The once-important Chinese real estate market has been in free fall since the year 2021, when China Evergrande Group, a massive developer, stopped paying its debts as a result of restrictions on new borrowing.
Even now, well-known developers like Country Garden Holdings remain perilously near to going bankrupt, which keeps buyers’ confidence low.
According to the most recent data from the National Bureau of Statistics (NBS), the aggregate floor area of unsold residences as of the end of August was 648 million square meters (7 billion square feet).
Using an average home size of 90 square meters, that can be equivalent to 7.2 million residences.
The majority of empty space according to experts, is made up of vacant properties that were bought by speculators during the previous market upturn in 2016 and numerous residential projects that have previously been sold but have not yet been finished due to cash flow issues.
How many empty homes are there currently? The most extreme expert claims there are already enough empty dwellings to house 3 billion people, according to each expert’s estimate, according to He Keng, 81, a former deputy director of the statistics department.

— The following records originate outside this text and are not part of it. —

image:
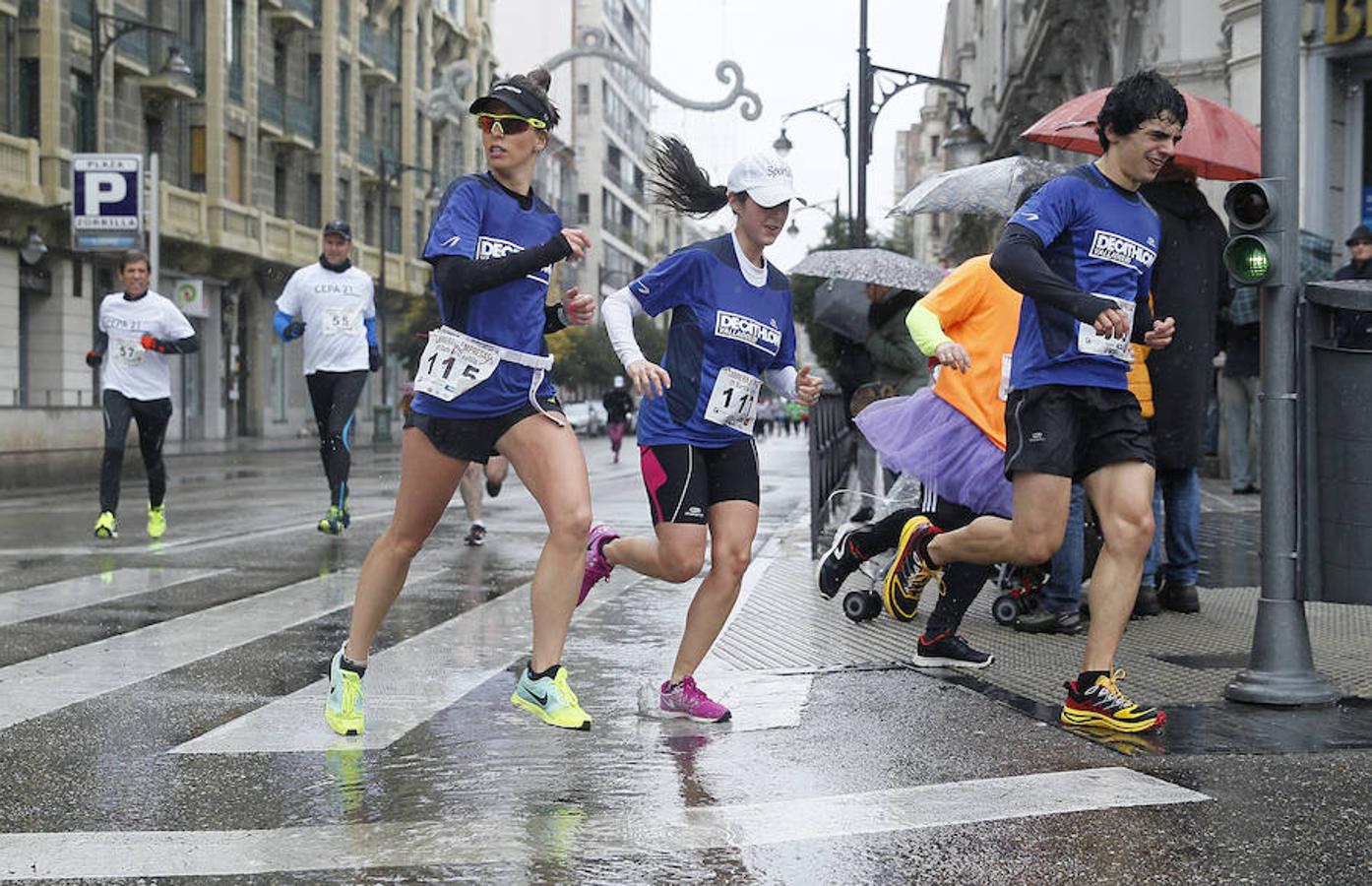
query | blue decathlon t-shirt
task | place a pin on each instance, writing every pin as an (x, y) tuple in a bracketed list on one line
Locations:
[(1103, 240), (717, 320), (479, 220)]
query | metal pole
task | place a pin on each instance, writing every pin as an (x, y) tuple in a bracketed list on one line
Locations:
[(863, 124), (154, 210), (848, 156), (380, 295), (1281, 668)]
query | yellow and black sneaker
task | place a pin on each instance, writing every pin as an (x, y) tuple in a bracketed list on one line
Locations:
[(550, 698), (1103, 705), (106, 527), (908, 572)]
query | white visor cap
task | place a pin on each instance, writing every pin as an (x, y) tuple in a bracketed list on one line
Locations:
[(766, 177)]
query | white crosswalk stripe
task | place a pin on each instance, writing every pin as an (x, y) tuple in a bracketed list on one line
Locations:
[(56, 597), (509, 838)]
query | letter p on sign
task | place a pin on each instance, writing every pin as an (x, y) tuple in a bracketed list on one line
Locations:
[(101, 188)]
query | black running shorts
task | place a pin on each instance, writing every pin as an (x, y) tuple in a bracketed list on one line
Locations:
[(473, 439), (683, 480), (1073, 431)]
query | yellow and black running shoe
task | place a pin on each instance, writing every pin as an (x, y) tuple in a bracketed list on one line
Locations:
[(908, 574), (1103, 705)]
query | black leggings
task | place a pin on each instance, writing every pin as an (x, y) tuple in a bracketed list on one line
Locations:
[(962, 581), (152, 417), (334, 397)]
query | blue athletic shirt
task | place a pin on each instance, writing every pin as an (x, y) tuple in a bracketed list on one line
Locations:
[(717, 320), (479, 220), (1103, 240)]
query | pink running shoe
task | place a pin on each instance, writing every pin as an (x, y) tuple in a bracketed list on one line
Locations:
[(689, 701), (597, 568)]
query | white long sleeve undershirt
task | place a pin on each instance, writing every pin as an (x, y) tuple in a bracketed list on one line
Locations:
[(619, 310)]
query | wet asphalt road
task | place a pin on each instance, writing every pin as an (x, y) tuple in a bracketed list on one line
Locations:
[(149, 726)]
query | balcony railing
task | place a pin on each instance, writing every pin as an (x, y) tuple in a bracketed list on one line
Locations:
[(20, 173)]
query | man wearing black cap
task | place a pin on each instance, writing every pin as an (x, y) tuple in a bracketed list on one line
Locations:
[(1354, 328), (333, 306)]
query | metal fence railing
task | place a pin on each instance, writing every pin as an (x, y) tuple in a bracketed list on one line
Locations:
[(832, 456)]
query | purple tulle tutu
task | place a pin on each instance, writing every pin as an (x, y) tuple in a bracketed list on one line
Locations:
[(922, 435)]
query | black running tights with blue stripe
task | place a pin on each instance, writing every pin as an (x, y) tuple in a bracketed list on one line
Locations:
[(962, 581), (334, 397)]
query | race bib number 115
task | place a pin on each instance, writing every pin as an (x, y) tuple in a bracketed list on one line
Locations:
[(733, 402), (453, 363)]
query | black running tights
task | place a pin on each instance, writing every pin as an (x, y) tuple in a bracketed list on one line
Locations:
[(152, 417), (334, 397)]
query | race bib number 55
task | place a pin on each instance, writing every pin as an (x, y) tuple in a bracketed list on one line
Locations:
[(733, 402), (453, 363)]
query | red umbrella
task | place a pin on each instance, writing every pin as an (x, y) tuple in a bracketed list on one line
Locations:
[(1217, 143)]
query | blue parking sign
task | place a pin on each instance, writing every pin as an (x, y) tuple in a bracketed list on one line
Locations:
[(106, 202)]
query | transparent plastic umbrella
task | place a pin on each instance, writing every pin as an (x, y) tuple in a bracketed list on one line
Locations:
[(871, 265), (989, 188)]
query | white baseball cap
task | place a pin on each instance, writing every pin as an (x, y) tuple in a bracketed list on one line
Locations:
[(766, 177)]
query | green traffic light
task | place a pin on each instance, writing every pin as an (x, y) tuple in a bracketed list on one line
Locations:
[(1247, 260)]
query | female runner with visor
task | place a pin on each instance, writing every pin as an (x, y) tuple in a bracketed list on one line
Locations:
[(731, 328), (481, 390)]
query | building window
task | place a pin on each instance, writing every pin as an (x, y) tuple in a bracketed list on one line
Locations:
[(235, 185), (83, 104), (198, 158), (281, 201), (344, 101), (313, 199), (29, 97)]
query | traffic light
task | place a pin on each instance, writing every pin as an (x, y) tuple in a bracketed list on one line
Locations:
[(1253, 254)]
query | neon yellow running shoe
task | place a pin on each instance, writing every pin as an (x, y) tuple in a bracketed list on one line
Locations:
[(106, 527), (156, 522), (908, 575), (552, 700), (343, 711), (333, 522)]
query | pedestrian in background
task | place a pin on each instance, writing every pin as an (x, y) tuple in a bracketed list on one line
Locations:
[(138, 328), (731, 330), (480, 390), (331, 306), (1354, 328), (1191, 285), (617, 407)]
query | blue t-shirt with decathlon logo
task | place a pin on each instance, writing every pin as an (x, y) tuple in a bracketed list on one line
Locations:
[(720, 321), (1103, 240), (480, 220)]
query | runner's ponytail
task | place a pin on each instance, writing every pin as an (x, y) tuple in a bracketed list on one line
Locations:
[(678, 182)]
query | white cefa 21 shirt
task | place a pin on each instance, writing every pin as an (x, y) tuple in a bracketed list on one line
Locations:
[(334, 307), (129, 369)]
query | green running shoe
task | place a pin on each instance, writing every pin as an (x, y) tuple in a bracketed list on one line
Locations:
[(156, 522), (550, 700), (106, 527), (333, 523), (343, 711)]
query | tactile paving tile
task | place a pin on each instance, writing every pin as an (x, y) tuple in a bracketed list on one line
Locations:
[(786, 624)]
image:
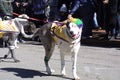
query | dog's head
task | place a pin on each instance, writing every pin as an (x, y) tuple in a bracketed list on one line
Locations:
[(73, 30)]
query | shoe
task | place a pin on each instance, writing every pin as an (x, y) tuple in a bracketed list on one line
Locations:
[(112, 38)]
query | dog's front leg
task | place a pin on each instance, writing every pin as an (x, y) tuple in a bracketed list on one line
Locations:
[(74, 61), (63, 72)]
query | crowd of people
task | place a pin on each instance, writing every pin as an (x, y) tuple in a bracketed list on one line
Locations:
[(106, 12)]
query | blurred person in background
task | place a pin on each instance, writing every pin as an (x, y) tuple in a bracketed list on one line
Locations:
[(84, 9), (6, 12)]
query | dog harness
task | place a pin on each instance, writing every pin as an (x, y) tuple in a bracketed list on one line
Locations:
[(7, 26), (58, 32)]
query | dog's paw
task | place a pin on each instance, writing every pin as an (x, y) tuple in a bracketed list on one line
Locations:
[(16, 61), (50, 71)]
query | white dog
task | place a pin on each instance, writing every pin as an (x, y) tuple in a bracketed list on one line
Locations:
[(67, 36)]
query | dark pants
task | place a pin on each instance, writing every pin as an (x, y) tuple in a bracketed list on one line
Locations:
[(86, 13), (119, 23)]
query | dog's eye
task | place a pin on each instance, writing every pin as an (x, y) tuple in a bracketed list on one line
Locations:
[(68, 27)]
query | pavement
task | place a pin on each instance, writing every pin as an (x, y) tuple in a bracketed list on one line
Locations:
[(97, 40), (94, 63)]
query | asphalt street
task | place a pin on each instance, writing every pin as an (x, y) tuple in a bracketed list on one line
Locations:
[(94, 63)]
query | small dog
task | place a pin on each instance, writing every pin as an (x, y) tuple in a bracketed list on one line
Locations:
[(9, 31), (67, 36)]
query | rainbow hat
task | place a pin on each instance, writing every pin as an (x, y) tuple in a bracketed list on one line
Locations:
[(77, 21)]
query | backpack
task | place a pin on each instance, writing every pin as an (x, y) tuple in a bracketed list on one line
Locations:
[(39, 6)]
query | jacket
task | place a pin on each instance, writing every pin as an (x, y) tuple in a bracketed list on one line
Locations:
[(39, 6), (5, 8), (81, 3)]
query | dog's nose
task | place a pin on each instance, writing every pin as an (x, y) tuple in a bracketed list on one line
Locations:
[(71, 32)]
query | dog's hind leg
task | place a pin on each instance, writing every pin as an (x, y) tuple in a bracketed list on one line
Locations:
[(48, 53), (63, 72), (74, 61)]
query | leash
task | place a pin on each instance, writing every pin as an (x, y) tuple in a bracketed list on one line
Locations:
[(33, 19)]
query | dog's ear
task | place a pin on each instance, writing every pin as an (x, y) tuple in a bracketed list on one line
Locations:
[(68, 22)]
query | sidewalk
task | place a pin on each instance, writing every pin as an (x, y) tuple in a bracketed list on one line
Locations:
[(97, 40)]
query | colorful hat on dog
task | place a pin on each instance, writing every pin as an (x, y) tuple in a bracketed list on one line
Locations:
[(77, 21)]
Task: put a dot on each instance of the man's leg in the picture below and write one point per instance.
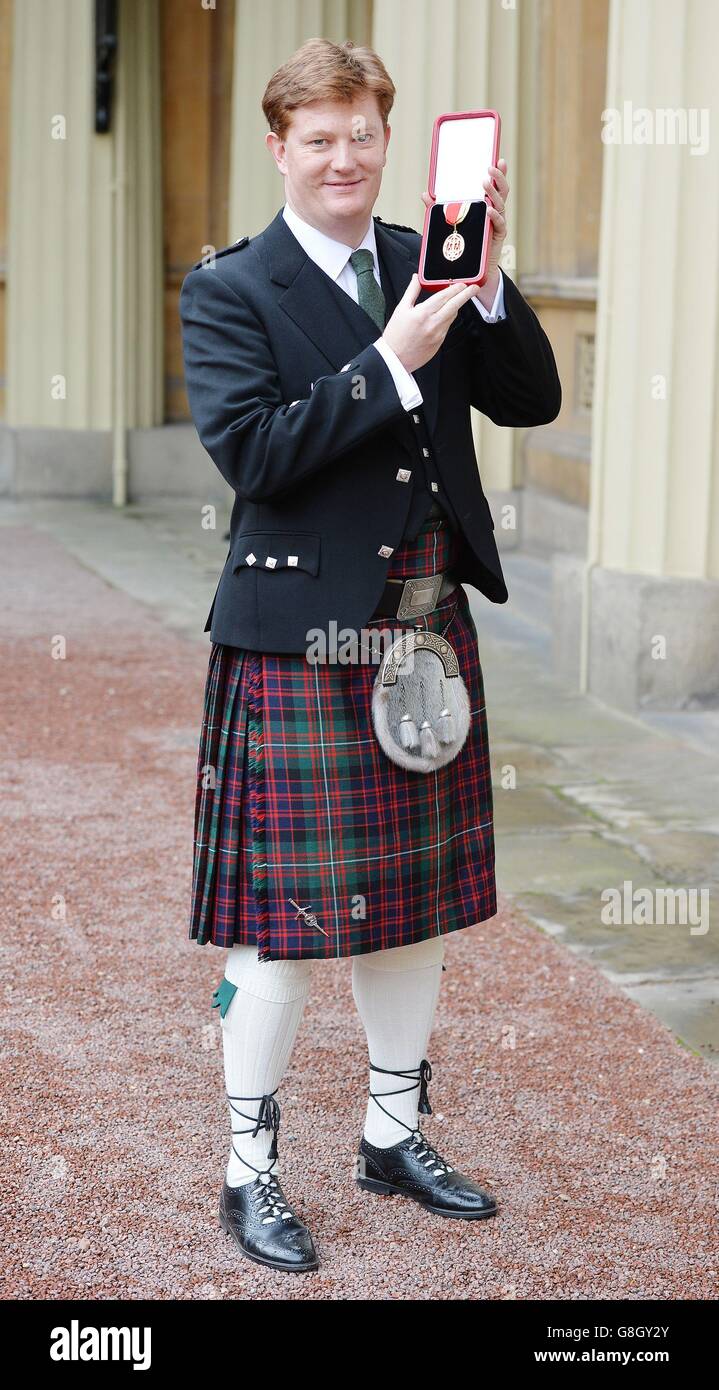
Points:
(262, 1005)
(395, 993)
(259, 1030)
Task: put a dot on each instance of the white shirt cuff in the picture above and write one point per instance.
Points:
(406, 387)
(491, 316)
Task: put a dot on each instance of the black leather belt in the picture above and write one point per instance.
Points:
(413, 598)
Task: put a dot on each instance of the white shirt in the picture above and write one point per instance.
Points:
(334, 259)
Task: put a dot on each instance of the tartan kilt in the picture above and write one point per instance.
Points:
(296, 799)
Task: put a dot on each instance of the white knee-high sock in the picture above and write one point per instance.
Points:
(395, 993)
(259, 1032)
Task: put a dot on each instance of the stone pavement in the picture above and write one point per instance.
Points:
(588, 1116)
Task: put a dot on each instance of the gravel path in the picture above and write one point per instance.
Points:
(583, 1115)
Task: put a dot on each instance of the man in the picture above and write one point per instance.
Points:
(334, 396)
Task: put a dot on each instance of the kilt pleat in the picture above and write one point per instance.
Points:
(309, 841)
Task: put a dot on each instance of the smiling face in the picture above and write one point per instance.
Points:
(333, 159)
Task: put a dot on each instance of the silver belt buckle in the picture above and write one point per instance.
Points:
(419, 597)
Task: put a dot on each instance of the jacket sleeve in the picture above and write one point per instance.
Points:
(513, 377)
(263, 445)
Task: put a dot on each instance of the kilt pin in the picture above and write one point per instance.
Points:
(309, 841)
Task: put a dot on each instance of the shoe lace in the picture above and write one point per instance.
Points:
(430, 1157)
(267, 1118)
(419, 1146)
(267, 1197)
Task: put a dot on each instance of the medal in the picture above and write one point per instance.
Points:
(455, 213)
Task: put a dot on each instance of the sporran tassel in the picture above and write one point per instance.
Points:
(427, 740)
(408, 731)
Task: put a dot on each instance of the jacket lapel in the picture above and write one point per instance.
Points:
(330, 317)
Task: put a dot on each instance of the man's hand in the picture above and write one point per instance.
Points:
(417, 331)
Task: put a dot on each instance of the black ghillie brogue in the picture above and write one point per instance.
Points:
(413, 1168)
(257, 1214)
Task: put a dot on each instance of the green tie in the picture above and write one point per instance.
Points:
(369, 292)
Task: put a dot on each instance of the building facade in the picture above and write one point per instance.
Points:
(118, 168)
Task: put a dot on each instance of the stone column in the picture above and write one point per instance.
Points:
(651, 584)
(85, 320)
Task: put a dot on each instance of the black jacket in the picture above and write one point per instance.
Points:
(302, 417)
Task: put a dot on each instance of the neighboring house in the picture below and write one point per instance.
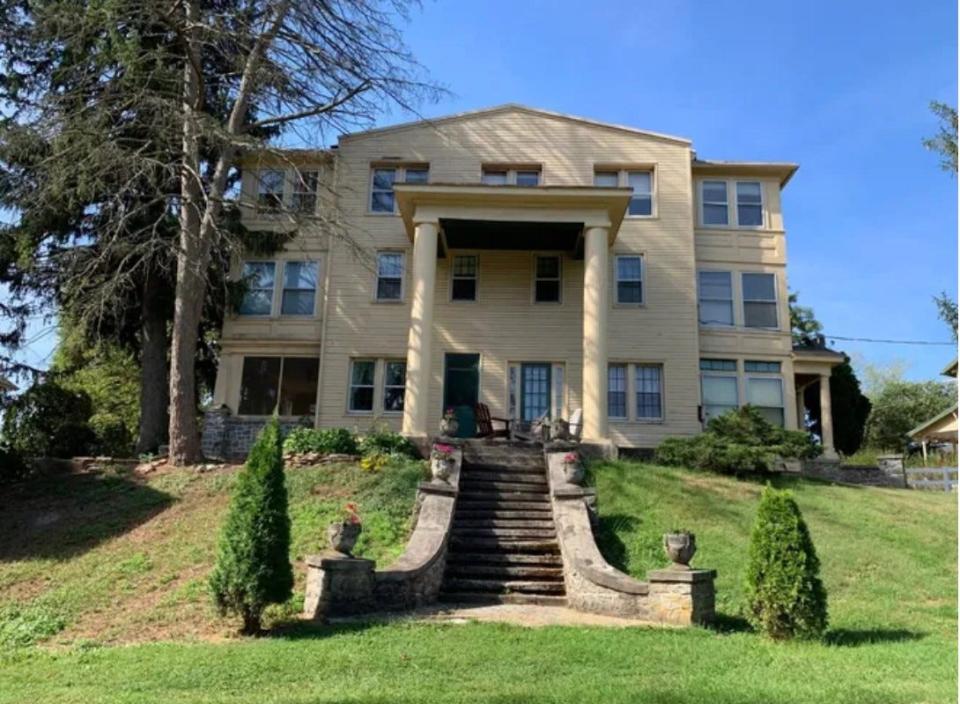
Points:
(533, 261)
(942, 428)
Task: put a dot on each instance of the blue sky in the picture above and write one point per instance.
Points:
(840, 87)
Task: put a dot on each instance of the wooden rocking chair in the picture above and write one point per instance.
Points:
(485, 423)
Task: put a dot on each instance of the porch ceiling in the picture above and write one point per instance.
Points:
(476, 216)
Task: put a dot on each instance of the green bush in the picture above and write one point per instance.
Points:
(738, 442)
(48, 420)
(785, 595)
(253, 564)
(326, 441)
(381, 441)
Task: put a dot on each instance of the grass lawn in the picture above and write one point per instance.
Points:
(110, 562)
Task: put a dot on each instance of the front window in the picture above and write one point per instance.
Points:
(464, 278)
(305, 192)
(389, 276)
(547, 283)
(630, 279)
(270, 189)
(760, 300)
(617, 391)
(749, 204)
(649, 386)
(258, 298)
(362, 375)
(394, 386)
(287, 385)
(641, 202)
(766, 395)
(713, 196)
(299, 288)
(716, 298)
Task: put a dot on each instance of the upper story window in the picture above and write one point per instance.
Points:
(760, 300)
(463, 284)
(390, 276)
(629, 279)
(382, 197)
(495, 175)
(547, 280)
(270, 189)
(715, 297)
(640, 181)
(305, 191)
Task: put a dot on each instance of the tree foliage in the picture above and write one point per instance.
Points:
(253, 563)
(785, 595)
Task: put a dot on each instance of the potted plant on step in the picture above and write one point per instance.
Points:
(449, 424)
(343, 534)
(572, 468)
(680, 546)
(441, 461)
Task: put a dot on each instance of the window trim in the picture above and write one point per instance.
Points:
(616, 281)
(623, 181)
(476, 278)
(399, 176)
(733, 300)
(775, 301)
(403, 277)
(534, 278)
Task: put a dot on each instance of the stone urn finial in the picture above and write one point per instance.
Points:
(680, 546)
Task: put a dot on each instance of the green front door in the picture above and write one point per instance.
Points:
(461, 390)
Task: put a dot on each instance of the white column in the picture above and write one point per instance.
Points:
(595, 306)
(826, 418)
(416, 405)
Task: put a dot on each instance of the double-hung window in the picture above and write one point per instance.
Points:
(463, 285)
(713, 198)
(716, 297)
(299, 288)
(629, 279)
(305, 191)
(270, 189)
(382, 197)
(749, 204)
(718, 387)
(390, 276)
(547, 280)
(259, 279)
(760, 300)
(617, 391)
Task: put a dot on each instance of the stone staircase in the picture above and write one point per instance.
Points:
(503, 546)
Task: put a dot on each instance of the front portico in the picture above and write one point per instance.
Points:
(582, 222)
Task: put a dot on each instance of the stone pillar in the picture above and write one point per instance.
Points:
(416, 406)
(826, 418)
(596, 293)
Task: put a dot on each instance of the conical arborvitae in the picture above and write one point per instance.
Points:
(785, 595)
(253, 564)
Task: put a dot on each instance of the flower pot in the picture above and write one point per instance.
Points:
(680, 548)
(343, 536)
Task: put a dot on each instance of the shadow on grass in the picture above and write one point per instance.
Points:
(852, 638)
(64, 516)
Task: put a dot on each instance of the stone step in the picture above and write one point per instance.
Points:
(526, 572)
(473, 543)
(481, 599)
(503, 559)
(525, 522)
(493, 514)
(486, 503)
(537, 480)
(545, 533)
(499, 586)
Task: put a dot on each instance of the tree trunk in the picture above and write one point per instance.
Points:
(154, 392)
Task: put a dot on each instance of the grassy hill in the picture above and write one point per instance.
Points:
(91, 562)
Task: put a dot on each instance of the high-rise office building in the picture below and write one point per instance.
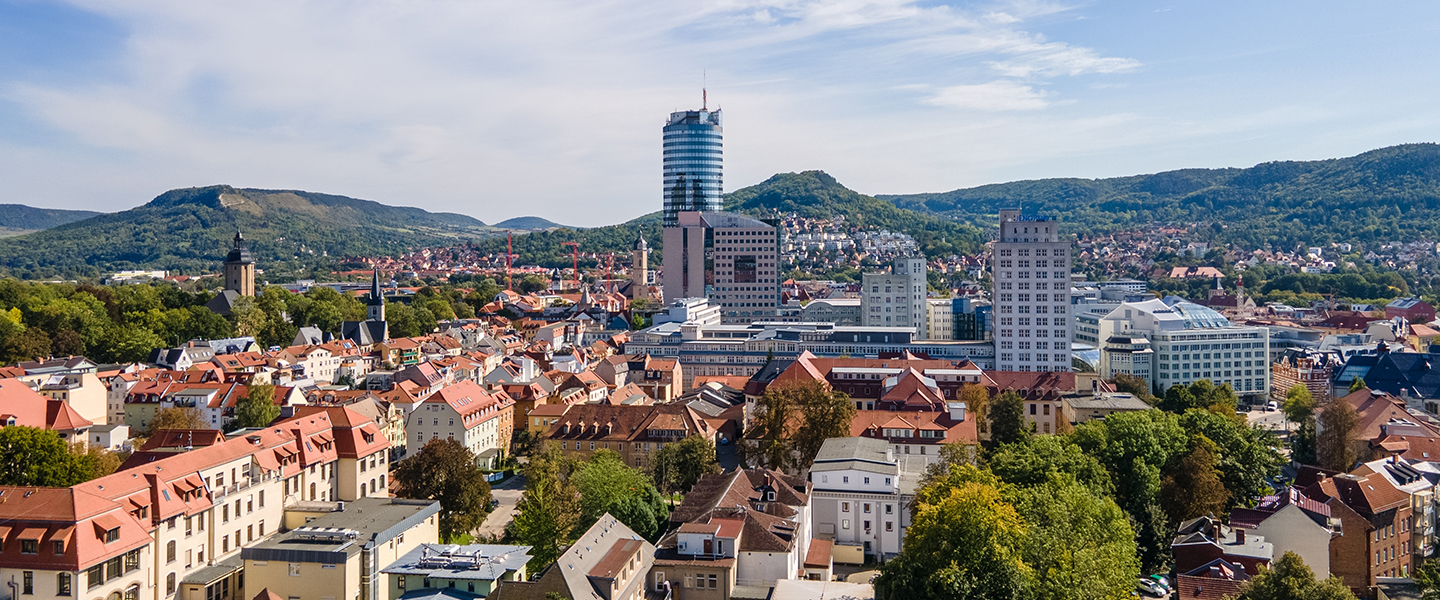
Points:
(1031, 295)
(897, 298)
(732, 259)
(693, 163)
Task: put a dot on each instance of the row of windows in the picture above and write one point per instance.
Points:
(1038, 252)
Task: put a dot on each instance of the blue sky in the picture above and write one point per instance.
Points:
(553, 108)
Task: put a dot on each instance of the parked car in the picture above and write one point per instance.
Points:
(1161, 580)
(1148, 587)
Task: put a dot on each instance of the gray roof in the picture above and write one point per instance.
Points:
(334, 537)
(474, 561)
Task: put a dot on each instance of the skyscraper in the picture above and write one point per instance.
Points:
(691, 151)
(1031, 279)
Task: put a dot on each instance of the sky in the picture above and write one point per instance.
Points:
(555, 108)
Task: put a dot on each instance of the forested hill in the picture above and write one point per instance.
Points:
(1380, 196)
(189, 230)
(19, 217)
(810, 194)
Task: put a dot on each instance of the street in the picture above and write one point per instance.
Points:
(509, 495)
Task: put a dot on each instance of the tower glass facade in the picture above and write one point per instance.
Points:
(693, 176)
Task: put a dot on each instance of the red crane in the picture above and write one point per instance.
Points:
(575, 255)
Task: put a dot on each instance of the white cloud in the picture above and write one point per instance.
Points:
(997, 95)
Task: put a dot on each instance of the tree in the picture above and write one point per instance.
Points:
(827, 413)
(95, 461)
(1334, 445)
(177, 417)
(608, 485)
(32, 456)
(964, 543)
(445, 471)
(1008, 419)
(1290, 579)
(1193, 488)
(677, 466)
(1247, 458)
(1079, 544)
(1041, 458)
(1136, 448)
(549, 510)
(257, 409)
(772, 432)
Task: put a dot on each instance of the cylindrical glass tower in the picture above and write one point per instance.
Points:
(693, 163)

He stated at a symposium in the southern Chinese city of Dongguan according to a video provided by the government-run China News Service,
“That estimate might be a bit too much, but 1.4 billion people probably can’t fill them.”
In a public forum, he expressed a poor opinion of the economically significant sector, which is in stark contrast to the official claim that the Chinese economy is “resilient.”
A foreign ministry official recently stated at a news conference that while there have been numerous predictions of the collapse of the Chinese economy, what has actually collapsed is such hyperbole, not the Chinese economy.